Wie beeinflusst die Grunderwerbsteuer den Markt?
Die Steuer hat echte Auswirkungen. Eine Studie der Bundesbank aus Juni 2023 zeigt: Eine Erhöhung um einen Prozentpunkt führt kurzfristig zu einem Rückgang der Transaktionen um 4,7 %. Besonders betroffen sind Familien mit geringem Budget. In Nordrhein-Westfalen, wo die Steuer von 5,5 % auf 6,5 % stieg, sanken die Transaktionen unter 300.000 Euro im ersten Quartal um 7,2 %. Gleichzeitig stieg die Nachfrage in benachbarten Bundesländern mit niedrigeren Sätzen um 11,3 %. Das ist echte Steuerflucht.
Experten wie Prof. Dr. Christoph Spengel vom ZEW warnen: Eine pauschale Erhöhung trifft vor allem junge Familien beim ersten Kauf. Und das, obwohl die Grunderwerbsteuer für die Länder eine wichtige Einnahmequelle ist - mit 18,7 Milliarden Euro im Jahr 2022. Eine Reform ist in Diskussion, aber bis Ende 2024 wird nichts passieren. Die Bundesregierung hat eine Arbeitsgruppe eingesetzt, aber bisher gibt es keine konkreten Vorschläge.
Was Sie jetzt tun sollten
- Prüfen Sie den Steuersatz in Ihrem Bundesland - nicht im Internet, sondern beim Finanzamt.
- Rechnen Sie die Grunderwerbsteuer in Ihre Finanzplanung ein - sie ist oft die größte Nebenkostenposten.
- Verlangen Sie vom Notar eine schriftliche Bestätigung, dass der Kaufvertrag innerhalb von drei Werktagen an das Finanzamt gesendet wird.

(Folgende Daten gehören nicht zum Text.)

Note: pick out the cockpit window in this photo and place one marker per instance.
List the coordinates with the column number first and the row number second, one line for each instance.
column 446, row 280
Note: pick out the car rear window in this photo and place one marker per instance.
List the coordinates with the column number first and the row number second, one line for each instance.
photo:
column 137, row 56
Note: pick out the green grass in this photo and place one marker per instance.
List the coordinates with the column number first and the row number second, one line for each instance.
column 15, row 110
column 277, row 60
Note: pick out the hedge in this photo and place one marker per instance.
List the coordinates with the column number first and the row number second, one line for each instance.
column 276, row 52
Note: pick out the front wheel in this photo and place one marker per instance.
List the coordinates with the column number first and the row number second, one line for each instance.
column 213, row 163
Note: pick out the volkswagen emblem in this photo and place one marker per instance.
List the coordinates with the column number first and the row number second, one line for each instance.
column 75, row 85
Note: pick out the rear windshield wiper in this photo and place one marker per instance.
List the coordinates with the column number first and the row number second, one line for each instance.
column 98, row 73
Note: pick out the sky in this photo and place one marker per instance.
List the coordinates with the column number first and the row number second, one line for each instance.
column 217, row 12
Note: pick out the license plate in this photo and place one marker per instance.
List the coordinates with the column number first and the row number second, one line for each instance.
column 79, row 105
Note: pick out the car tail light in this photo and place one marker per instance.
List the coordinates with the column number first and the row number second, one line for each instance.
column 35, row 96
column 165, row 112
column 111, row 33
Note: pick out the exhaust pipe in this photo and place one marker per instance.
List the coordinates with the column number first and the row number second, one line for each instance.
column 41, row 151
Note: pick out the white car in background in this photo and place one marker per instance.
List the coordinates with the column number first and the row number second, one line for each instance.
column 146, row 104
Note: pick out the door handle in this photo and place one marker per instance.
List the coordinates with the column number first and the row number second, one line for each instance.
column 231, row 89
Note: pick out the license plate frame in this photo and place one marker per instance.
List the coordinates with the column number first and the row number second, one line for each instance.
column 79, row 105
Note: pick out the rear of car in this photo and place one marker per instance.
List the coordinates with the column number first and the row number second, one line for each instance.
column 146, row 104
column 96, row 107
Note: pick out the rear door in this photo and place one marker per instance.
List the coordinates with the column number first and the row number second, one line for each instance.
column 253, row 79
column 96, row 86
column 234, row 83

- Prüfen Sie den Kaufvertrag auf alle Gegenleistungen: Wohnrechte, Schulden, Nebenkosten, die Sie übernehmen.
- Vermeiden Sie es, die Zahlung zu verschieben - die Zuschläge sind schnell da.
Die Grunderwerbsteuer ist kein Verstecktes. Sie ist berechenbar. Und wenn Sie sie richtig einplanen, vermeiden Sie Stress, Überraschungen und unnötige Kosten. Viele Käufer lernen es erst nach dem Kauf - aber Sie können es jetzt schon wissen.
Claudia van Tunen
Februar 15 2026Kaufpreis + Steuer = totaler Schock. Hätte nie gedacht, dass das so viel sein kann. Einfach nur krass.